Blick auf den jetzigen Parkplatz zwischen Zentralmensa und Weender Landstraße
Verborgen hinter Plastikplanen werden katholisch bestattete Gebeine erkundet.

Schon vor einiger Zeit hatten Bauarbeiter bei Kabelarbeiten Überreste von Särgen und Knochen auf dem Uni-Parkplatz zu Tage gefördert. Das berichtet Stadtsprecher Detlef Johannson. Er weiß auch, was mit den Leichenresten nach der Bestandsaufnahme passieren soll: Sie werden wieder an die katholische Gemeinde übergeben und erneut beigesetzt. Das Friedhofsgelände war Anfang der 1960er Jahre von der katholischen Kirche an die Universität verkauft worden, so Johannson weiter. Damals sei der Friedhof bereits völlig verwildert gewesen. 1964, als mit dem Bau der heutigen Zentralmensa begonnen wurde, sei der Friedhof dann eingeebnet worden. Auch die Mensa stehe zu Teilen auf diesem Gebiet.

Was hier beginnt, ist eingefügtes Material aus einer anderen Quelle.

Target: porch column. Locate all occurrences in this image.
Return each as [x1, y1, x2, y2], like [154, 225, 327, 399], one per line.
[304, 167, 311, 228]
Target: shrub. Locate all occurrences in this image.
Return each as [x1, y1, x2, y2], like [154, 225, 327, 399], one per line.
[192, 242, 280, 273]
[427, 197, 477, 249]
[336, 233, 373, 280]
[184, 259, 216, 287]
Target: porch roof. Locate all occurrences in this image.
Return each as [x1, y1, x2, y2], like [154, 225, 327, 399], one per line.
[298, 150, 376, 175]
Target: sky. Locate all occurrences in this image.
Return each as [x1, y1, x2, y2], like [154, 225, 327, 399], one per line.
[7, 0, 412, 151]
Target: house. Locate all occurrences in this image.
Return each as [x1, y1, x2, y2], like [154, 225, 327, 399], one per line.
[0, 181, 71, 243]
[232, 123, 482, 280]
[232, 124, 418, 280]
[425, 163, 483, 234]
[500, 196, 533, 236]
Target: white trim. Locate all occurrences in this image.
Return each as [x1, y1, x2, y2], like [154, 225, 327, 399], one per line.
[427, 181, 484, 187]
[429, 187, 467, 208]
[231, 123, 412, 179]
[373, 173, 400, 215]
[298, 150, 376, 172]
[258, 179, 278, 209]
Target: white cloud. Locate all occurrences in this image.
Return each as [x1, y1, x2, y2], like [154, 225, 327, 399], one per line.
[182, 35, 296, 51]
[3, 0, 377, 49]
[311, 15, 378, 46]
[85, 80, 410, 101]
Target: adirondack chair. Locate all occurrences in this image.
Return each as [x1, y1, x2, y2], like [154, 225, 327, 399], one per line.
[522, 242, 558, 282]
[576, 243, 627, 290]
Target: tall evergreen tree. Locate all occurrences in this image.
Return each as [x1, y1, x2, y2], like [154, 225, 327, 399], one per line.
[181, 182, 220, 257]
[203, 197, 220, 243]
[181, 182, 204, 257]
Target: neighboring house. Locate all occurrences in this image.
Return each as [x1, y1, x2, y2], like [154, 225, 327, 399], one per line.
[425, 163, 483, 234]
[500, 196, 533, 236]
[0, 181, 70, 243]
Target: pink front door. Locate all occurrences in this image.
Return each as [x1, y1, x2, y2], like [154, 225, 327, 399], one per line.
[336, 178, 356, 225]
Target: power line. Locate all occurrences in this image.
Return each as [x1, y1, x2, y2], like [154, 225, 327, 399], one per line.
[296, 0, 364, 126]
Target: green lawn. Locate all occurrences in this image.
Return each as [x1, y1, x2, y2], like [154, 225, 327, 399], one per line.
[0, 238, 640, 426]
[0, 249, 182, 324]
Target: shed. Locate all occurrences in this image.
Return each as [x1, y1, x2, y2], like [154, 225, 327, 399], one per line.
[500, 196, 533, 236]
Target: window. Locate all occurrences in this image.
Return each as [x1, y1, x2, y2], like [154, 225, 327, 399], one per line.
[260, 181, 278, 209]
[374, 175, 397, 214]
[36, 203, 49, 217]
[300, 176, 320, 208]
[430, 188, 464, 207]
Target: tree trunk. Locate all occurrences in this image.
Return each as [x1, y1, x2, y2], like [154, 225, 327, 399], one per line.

Eher unappetitlich findet das Elena Ségalen, die Vorsitzende des Göttinger AStA. „Der Ort für das Lern- und Studienzentrum ist mehr als unpassend gewählt“, sagt sie. „Uni und Studierendenschaft sollten sich überlegen, ob sie das wirklich so haben möchten.“ Der geplante Neubau wird also weiterhin für Gesprächsstoff sorgen. Zur Ruhe kommt so schnell offenbar keine_r…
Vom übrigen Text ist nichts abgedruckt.